Werner Schuster w euforii po skoku Andreasa Wellingera. Igrzyska olimpijskie Pjongczang 2018Werner Schuster w euforii po skoku Andreasa Wellingera. Igrzyska olimpijskie Pjongczang 2018 screeny z Eurosportu

"Metra chyba zabrakło". Stoch czekał w ogromnym napięciu

Chwilę po Wellingerze tylko 131 metrów skoczył Hayboeck. I finalnie był dopiero szósty. W konkursie został już tylko Stoch. Spokojnie usiadł na belce, poczekał na zielone światło i na to aż trener Horngacher machnie mu chorągiewką. A kiedy to się stało, poleciał pięknie. Ale wylądował przed zieloną linią, która pokazywała to miejsce na zeskoku, do którego powinien dolecieć, by mieć złoto.

"Metra chyba zabrakło. Tak mi się wydaje" - mówił komentujący w TVP Włodzimierz Szaranowicz. A jednak nie zabrakło! Wellingerowi za jego skok na aż 142 metry odjęto 4,6 pkt za uśredniony, korzystny wiatr. Stochowi za uśredniony niekorzystny dodano 3,7 pkt. Stoch nie widział tych wszystkich wyliczeń, gdy stał z odpiętymi już nartami i w przejęciu czekał na końcowe wyniki. Stresował się, bo widział, że nie przeciął nartami zielonej linii. Ale wreszcie wyświetlono: Kamil Stoch pierwszy! O 3,4 pkt przed Wellingerem!

Dlaczego nas wszystkich oszukała cienka, zielona linia? "Tuż przed skokiem Stocha system FIS-u pokazał, że Polak musi skoczyć 138 metrów, by wygrać. Stoch skoczył jednak tylko 136,5 metra, ale mimo to okazał się najlepszy, a jego przewaga nad Wellingerem wyniosła 3,4 pkt [...] Ogromne znaczenie w wyświetlaniu zielonej linii mają noty za styl. Zielona linia zakłada, że zawodnik osiągnie w swoim skoku 54 punkty za styl, co oznacza, że do noty zostaje automatycznie doliczone 3 x 18 punktów. Polski skoczek dostał od sędziów 57,5 pkt, czyli aż 3,5 pkt więcej niż zakładała linia "to beat" i właśnie to okazało się decydujące" - na gorąco wyjaśniał na Sport.pl Piotr Majchrzak.

Stoch +7,5 pkt a Wellinger -5,2 pkt. "Kamil zasłużył". Klasa Wellingera!

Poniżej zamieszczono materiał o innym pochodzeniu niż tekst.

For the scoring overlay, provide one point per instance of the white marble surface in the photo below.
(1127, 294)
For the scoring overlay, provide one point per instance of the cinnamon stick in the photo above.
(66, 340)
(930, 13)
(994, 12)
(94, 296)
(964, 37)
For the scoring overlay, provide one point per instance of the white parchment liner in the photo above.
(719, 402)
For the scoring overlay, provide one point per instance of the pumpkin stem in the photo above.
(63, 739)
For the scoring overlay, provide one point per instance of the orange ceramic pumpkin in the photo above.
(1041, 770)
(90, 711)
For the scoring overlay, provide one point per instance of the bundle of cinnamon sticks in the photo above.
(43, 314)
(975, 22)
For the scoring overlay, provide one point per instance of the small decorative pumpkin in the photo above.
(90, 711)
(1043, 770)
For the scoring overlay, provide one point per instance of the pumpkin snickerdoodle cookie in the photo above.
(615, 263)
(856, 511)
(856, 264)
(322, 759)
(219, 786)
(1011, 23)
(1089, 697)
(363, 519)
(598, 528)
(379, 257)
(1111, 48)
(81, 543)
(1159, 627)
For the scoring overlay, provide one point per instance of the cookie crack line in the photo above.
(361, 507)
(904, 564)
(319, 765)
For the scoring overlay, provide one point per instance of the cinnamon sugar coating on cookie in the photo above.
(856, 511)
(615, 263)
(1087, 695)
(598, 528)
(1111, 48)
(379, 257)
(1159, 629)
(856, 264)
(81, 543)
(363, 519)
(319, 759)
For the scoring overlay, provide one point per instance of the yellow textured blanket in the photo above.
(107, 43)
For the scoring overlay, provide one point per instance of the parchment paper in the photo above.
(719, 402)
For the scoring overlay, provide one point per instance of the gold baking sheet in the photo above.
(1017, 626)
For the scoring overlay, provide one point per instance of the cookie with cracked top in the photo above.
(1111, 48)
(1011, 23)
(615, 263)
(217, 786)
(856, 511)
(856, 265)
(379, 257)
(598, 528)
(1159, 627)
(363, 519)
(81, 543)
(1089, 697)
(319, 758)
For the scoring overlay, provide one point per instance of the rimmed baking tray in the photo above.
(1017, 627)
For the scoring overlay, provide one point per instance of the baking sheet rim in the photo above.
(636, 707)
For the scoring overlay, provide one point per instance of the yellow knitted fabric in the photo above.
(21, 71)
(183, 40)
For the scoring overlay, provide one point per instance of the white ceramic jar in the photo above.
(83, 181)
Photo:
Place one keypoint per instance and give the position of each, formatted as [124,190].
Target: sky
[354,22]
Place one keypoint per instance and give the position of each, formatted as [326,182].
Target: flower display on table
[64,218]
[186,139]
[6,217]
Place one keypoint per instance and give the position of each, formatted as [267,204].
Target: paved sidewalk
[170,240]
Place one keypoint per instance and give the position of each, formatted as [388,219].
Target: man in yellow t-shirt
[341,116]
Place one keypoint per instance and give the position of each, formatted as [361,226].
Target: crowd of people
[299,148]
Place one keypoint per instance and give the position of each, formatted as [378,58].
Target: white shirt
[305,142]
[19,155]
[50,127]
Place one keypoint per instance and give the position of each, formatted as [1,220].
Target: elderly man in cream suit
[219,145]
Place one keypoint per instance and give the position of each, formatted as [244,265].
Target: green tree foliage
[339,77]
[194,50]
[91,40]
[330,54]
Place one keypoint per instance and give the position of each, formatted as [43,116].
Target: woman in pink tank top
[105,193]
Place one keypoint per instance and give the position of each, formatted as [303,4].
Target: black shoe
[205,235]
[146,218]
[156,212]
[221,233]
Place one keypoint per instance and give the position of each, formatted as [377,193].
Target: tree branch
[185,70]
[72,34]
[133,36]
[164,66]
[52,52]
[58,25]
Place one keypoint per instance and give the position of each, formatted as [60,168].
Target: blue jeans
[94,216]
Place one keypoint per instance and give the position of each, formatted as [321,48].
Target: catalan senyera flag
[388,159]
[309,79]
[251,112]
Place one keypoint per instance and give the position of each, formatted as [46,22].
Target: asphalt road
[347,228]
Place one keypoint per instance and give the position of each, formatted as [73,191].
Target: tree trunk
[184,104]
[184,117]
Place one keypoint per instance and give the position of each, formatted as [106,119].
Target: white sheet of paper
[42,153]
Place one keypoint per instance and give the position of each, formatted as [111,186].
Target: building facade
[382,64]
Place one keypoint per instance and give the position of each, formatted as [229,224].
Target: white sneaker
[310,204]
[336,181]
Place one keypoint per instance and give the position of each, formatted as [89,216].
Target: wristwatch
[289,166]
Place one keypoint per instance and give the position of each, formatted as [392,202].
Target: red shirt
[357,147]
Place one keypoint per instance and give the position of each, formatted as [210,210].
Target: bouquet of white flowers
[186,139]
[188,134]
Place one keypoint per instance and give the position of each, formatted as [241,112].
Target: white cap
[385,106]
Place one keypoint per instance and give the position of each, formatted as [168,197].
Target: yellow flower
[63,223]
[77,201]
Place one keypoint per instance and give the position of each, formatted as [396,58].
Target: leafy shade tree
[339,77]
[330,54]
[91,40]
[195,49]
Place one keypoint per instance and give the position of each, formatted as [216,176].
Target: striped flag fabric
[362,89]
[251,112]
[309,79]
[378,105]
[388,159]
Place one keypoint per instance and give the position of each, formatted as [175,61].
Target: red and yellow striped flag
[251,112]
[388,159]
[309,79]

W każdym razie Wellinger był od Stocha w sumie lepszy o 6 metrów. A to dużo i naprawdę nikt by się nie zdziwił, gdyby Niemiec miał złoto. Prawda jest taka, że gdyby do skoków nie wprowadzono systemu rekompensat, to Wellinger wygrałby tamten konkurs zdecydowanie. Ale jemu odjęto od noty w sumie 5,2 pkt, a Stochowi dodano 7,5 pkt. I to było decydujące.

- Kamil na to zasłużył. Wywalczył to - mówił Wellinger, prezentując wielką klasę, nie szukając żadnego usprawiedliwienia.

- Andreas Wellinger przysporzył mi nieco stresu - komentował Stefan Horngacher, próbując nie zdradzić, jak wiele go to wszystko kosztowało.

A Stoch? - Po prostu starałem się wszystko robić normalnie - mówił. I przede wszystkim dziękował żonie. Najważniejsze było dla niego, że przyjechała, że dzieli z nim radość. Jej zadedykował swoje trzecie olimpijskie złoto w karierze. A przyjmując gratulacje od Simona Ammanna i słysząc od niego "Jesteś wspaniały", w żartach zapowiadał, że w Pekinie spróbuje dogonić Szwajcara mającego cztery olimpijskie złota (po dwa z Salt Lake City z 2002 roku i z Vancouver z 2010 roku).

Wtedy Kamil tak naprawdę nie składał żadnych deklaracji co do startu w Pekinie. Dziś cieszymy się, że na trwających igrzyskach Kamil Stoch skakał. I chociaż medalu nie wywalczył, to bezsprzecznie znów był wielki.